The Scot had been in charge at Goodison Park for 10 months when he took his side to Shrewsbury in the third round and saw former Toffees' defender Kevin Ratcliffe, in charge of a side 80 places below in the lower reaches of the then third division, get the better of him.
Moyes has never forgotten that result - or a home defeat to League One Oldham four years ago - and it always seems to spring to mind when Everton get drawn against lower league opposition around this time of year.
Everton have already come unstuck this season against lower-placed opposition when Leeds beat them in the Capital One Cup.
"I am more wary of what happened against Shrewsbury 10 years ago," said Moyes ahead of the trip to the League Two side.
"We went out then so it's happened to us in the past. We have to make sure it doesn't happen - although we were trying to do that then as well.
"There are no guarantees in football, you have to go and earn the right to win the games.
"You like to play at home but when you see some of the real mouth-watering ties which have come out - some all-Premier League clashes - I wouldn't say we've been lucky but at least we have lower opposition.
"It has not always been the easiest thing in the past, we have lost at places like Shrewsbury and we lost at home to Oldham so we're well aware how difficult it will be, no matter who you draw.
"You would expect Premier League players to have the extra quality but is their attitude right, are they prepared for what is to come?
"The lower opposition tend to get themselves a little bit higher and more ready for it as it gives them a chance to showcase themselves and you have to be ready for that."
Everton reached the 2009 FA Cup final and were denied a place in last year's Wembley showpiece by near-neighbours Liverpool's semi-final victory
Moyes has yet to win a trophy in nearly 11 years at the club and the FA Cup, which the Toffees last lifted in 1995, remains one of his most sought-after targets even if he believes it has lost some of its appeal for other clubs.
"We want to go as far as we can in the FA Cup," he added.
"We'll not under-estimate Cheltenham and we'll have to go there and do a really good job if we are to get through to the next round.
"It is something where Everton have had success at times and it is a trophy people would like you to be involved in.
"We've been to one final, got to the semi-final last season so we'd like to do it again and get to the cup final.
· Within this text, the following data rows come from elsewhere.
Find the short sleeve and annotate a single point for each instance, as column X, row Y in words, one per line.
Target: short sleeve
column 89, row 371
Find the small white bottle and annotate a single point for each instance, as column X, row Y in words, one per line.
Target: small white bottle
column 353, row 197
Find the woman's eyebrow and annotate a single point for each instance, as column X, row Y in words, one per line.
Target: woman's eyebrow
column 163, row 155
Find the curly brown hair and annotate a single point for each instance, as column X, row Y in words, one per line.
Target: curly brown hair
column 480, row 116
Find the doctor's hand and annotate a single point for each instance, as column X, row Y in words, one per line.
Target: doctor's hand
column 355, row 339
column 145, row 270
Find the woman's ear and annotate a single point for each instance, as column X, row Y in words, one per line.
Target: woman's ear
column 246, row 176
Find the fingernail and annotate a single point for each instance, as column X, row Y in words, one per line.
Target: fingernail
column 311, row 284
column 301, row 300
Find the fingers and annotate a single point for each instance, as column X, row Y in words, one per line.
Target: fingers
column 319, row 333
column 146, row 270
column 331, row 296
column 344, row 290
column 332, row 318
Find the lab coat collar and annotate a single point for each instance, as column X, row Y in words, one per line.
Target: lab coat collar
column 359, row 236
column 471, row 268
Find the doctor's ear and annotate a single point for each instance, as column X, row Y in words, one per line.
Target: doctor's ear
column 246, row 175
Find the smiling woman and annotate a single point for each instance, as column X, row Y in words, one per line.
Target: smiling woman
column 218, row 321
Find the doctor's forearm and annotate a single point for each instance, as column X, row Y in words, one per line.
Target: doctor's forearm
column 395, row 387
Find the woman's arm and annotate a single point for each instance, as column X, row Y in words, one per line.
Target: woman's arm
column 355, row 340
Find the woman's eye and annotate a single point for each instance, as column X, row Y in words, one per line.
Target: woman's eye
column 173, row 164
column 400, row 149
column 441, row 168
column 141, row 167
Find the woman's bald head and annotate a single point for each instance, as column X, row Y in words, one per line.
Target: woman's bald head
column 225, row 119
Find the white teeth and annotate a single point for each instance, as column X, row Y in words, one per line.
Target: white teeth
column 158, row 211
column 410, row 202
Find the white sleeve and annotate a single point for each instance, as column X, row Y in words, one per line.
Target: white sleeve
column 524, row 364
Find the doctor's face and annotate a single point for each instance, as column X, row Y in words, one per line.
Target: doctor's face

"I think it has lost its excitement a little bit, as it goes on it gets better.
"There is so much at stake now in the Premier League, there is so much coverage, so in a way the FA Cup has been put on the back burner.
"But I think it is a cup competition every team wants to win but if you really pushed the chairmen and managers of clubs they would say certainly doing well in the Premier League is the priority."